3. La scelta del font

Al pari della grafia di una persona in carne ed ossa, così il font scelto deve riflettere l’anima del proprio brand e deve essere immediatamente riconoscibile dalla propria clientela. L’ideale è usare lo stesso font, o per lo meno font simili, su tutte le piattaforme su cui si è presenti, in modo da abituare l’occhio dell’utente a realizzare una associazione naturale tra font e marchio.

4. Sì ai filtri, ma con moderazione

L’uso sapiente dei filtri è ciò che distingue un’azienda con una seria campagna di comunicazione da una teenager con manie di protagonismo. L’ideale sarebbe affidarsi a professionisti in grado di editare e manipolare al meglio le immagini, ma, volendosi arrangiare, si può puntare sull’uso di tre o quattro filtri semplici, in maniera tale che la loro ripetizione (non eccessiva!) contribuisca a caratterizzare lo stile comunicativo del proprio brand.

5. Attenzione agli hashtag

Come nel caso dei filtri, anche l’uso degli hashtag deve essere studiato e moderato. Sono gli hashtag, infatti, a consentire agli utenti di trovare un determinato contenuto o di scoprire un nuovo account, quindi è bene usarne pochi e, soprattutto, di mirati.

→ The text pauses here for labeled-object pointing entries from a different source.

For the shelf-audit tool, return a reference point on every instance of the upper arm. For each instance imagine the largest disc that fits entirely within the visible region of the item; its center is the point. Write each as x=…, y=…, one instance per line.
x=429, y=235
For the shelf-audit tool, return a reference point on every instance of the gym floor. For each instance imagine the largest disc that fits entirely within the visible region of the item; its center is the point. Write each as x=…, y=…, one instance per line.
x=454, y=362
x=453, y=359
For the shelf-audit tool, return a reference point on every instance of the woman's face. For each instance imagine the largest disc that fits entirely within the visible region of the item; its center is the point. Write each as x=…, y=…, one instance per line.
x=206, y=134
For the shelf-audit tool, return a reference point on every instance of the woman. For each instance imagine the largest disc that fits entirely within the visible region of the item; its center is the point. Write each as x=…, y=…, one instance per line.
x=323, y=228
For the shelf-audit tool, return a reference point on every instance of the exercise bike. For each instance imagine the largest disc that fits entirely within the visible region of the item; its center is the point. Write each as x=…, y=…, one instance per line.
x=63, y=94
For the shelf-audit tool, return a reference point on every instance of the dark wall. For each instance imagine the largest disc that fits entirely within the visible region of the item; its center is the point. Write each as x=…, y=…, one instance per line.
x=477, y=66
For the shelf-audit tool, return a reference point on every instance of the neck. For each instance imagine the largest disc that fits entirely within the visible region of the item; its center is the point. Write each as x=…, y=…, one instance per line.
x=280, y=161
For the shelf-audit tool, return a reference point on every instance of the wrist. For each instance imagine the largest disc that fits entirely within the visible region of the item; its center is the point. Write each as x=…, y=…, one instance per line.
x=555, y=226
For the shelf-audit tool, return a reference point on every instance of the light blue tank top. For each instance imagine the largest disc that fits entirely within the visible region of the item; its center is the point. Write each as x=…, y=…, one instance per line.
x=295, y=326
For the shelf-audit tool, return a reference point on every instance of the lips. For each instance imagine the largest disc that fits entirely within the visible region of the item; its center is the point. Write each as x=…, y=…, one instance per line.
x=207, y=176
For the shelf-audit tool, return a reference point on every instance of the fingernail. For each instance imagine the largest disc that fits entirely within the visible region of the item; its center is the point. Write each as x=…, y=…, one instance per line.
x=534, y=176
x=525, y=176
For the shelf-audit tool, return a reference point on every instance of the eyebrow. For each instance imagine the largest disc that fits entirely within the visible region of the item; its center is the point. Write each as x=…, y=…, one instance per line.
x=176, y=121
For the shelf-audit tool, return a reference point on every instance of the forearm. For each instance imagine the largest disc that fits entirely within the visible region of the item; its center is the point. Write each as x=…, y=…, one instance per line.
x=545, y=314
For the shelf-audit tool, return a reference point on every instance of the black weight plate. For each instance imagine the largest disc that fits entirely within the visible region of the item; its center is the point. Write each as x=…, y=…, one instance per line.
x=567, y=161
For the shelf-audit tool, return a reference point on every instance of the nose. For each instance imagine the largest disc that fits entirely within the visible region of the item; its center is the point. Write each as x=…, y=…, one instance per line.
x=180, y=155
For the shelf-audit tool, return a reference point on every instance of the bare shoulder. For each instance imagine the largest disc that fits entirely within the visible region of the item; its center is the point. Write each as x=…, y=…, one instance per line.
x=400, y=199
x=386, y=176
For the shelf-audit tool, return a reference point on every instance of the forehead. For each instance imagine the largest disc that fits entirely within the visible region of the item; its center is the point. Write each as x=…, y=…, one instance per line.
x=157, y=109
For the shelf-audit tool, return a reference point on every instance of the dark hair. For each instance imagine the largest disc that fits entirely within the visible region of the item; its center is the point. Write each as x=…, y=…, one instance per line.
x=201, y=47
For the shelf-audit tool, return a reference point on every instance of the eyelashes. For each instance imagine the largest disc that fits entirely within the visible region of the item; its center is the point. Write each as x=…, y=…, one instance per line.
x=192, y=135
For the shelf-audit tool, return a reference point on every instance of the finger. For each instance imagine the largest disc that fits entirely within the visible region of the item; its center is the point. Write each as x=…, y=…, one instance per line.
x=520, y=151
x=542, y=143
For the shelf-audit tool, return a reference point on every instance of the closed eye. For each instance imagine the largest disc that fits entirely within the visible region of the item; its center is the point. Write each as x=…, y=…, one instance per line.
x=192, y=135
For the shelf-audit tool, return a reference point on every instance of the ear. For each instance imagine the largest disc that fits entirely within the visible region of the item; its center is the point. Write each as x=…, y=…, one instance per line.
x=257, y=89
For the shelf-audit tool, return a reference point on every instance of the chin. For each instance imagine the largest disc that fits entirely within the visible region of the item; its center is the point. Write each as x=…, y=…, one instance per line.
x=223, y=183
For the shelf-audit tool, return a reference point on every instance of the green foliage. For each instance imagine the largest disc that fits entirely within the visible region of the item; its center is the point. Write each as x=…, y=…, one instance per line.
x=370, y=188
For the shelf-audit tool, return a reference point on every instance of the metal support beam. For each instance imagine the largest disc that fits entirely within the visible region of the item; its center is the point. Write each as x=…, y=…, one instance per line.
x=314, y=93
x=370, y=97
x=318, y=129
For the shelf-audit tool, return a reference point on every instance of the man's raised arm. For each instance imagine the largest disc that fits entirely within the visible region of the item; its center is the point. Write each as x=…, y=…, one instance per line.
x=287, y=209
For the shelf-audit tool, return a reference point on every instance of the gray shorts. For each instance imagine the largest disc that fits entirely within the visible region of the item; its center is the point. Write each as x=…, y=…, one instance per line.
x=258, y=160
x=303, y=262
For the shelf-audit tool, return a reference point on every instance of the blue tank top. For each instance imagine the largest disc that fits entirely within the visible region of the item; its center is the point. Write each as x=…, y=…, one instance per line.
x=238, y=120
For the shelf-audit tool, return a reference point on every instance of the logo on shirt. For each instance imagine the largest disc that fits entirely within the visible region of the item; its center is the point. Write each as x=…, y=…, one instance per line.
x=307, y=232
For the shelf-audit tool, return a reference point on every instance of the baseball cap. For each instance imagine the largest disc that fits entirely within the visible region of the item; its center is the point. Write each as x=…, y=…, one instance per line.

Non guasta, inoltre, andare ad analizzare la strategia dei profili più seguiti, soprattutto nei primi periodi di attività.

6. Didascalie, non più di tre righe

I primi 2’200 caratteri rappresentano lo spazio davvero utile di una didascalia. Infatti, ciò che viene scritto oltre verrà abbreviato da un semplice “…” e quindi non sarà direttamente visibile all’utente nel suo newsfeed. Per questa ragione, è vitale che quelle tre righe iniziali veicolino un qualsiasi tipo di messaggio che spinga l’utente ad approfondire e a interagire con il contenuto.